How Does The Court Assess Fault When Someone Gets Hurt in A Mall Lot?

In Russell the Court of Appeal found the driver to be more at fault than the pedestrian on a 75/25 basis and stated:

Each assessment will turn on the facts of the case. In this instance, Mr. Russell was looking down as he stepped over the barrier, and continued to look down as he took a few steps into the parking stall. Mr. Parks was aware that there were pedestrians in the area, entered the lot from a direction that required him to swing wide to enter a parking stall, changed his mind at the last minute in terms of which stall he would take, shoulder checked numerous times, and ended up driving forward when he was looking backward, striking Mr. Russell. Clearly both were at fault. However, finding that Mr. Russell was two-thirds responsible for the accident, in my respectful view, is grossly disproportionate to his fault. The trial judge was clearly influenced by the finding that Mr. Russell had breached his statutory duty under s. 179(2) of the Motor Vehicle Act by leaving a “place of safety”. As I have explained above, this finding was in error. Although Mr. Russell was looking down as he walked, he did not step off a curb or shoulder into moving traffic (which is what s. 179(2) is designed to prevent) and his fault should not be assessed as if he did.

[20]         In Loewen v. Bernardi, this court reduced a finding of liability against the pedestrian plaintiff from 25% to 10% on the basis that the plaintiff’s contribution was minor. In that case, the plaintiff was half-way through a marked crosswalk when he was struck by a vehicle. I would not characterize Mr. Russell’s degree of fault as “minor”. On the other hand, it was not the main cause of the accident. The main cause was the fact that Mr. Parks drove forward while he was looking backward. I would allow the appeal on this ground and apportion liability on the basis of 75% against Mr. Parks and 25% against Mr. Russell.
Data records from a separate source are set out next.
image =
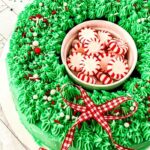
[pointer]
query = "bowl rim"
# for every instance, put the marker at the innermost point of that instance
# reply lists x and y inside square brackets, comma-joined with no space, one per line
[100,85]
How Does The Court Award Money to Cover My Cost of Future Care?

It’s critical you hire an experienced lawyer immediately after a car accident to ensure you obtain the highest award for the cost of you or your loved one’s future care. Doctors, as well as other health care professionals, can give evidence to support a fair award for the cost of future care for an injured ICBC car accident victim. In Russell the Court held:

[21]         This court has recently addressed the question of the proper test to be applied to this head of damage, as well as what evidentiary foundation is required to establish the award. In Gregory v. Insurance Corporation of British Columbia, 2011 BCCA 144, Garson J.A. said:

[38]      Courts do accept testimony from a variety of health care professionals as to necessary and reasonable costs of future care: Jacobson v. Nike Canada Ltd. (1996), 19 B.C.L.R. (3d) 63, 133 D.L.R. (4th) 377 (S.C.) at para. 182; in which Levine J. (as she then was) said:

[182]          The test she enunciated does not, in my view, require that the evidence of the specific care that is required by the plaintiff be provided by a medical doctor. In Milina v. Bartsch, McLachlin J. accepted the evidence of a rehabilitation expert as to the type of care that should be provided.
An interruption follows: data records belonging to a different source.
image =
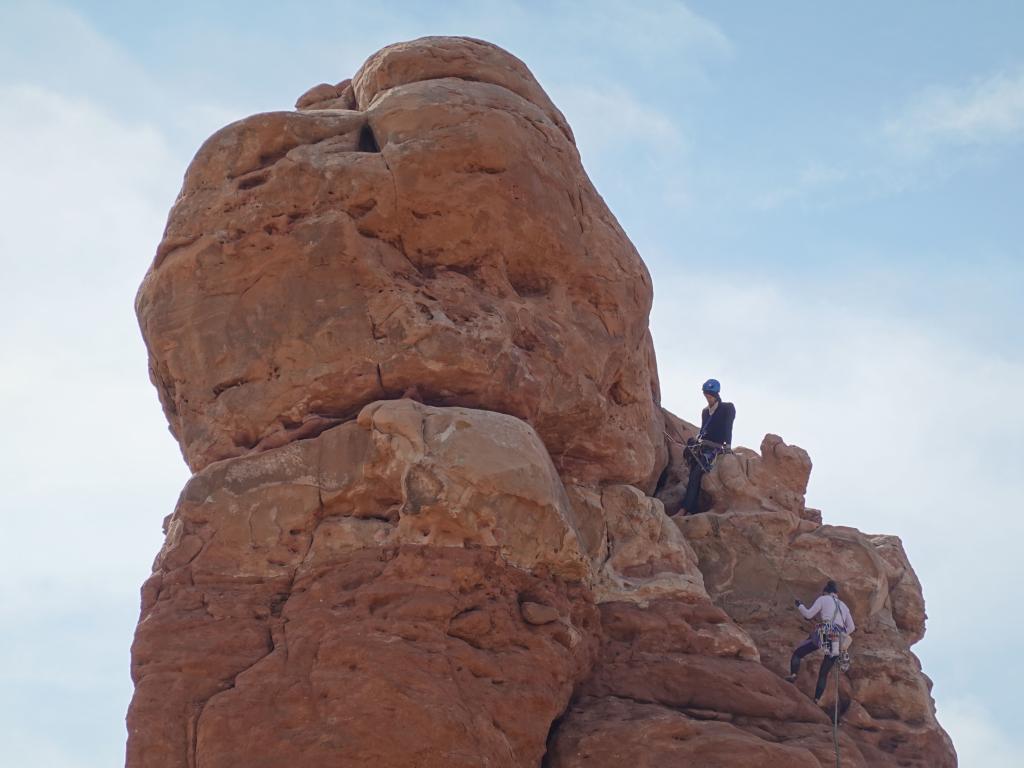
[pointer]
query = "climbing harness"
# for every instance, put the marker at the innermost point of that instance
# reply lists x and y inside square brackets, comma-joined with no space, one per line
[700,452]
See also: Aberdeen v. Zanatta, 2008 BCCA 420 at paras. 43-53, 63; Rizzolo v. Brett, 2010 BCCA 398 at paras. 72-83.

[39]      I do not consider it necessary, in order for a plaintiff to successfully advance a future cost of care claim, that a physician testify to the medical necessity of each and every item of care that is claimed. But there must be some evidentiary link drawn between the physician’s assessment of pain, disability, and recommended treatment and the care recommended by a qualified health care professional: Aberdeen at paras. 43, 63.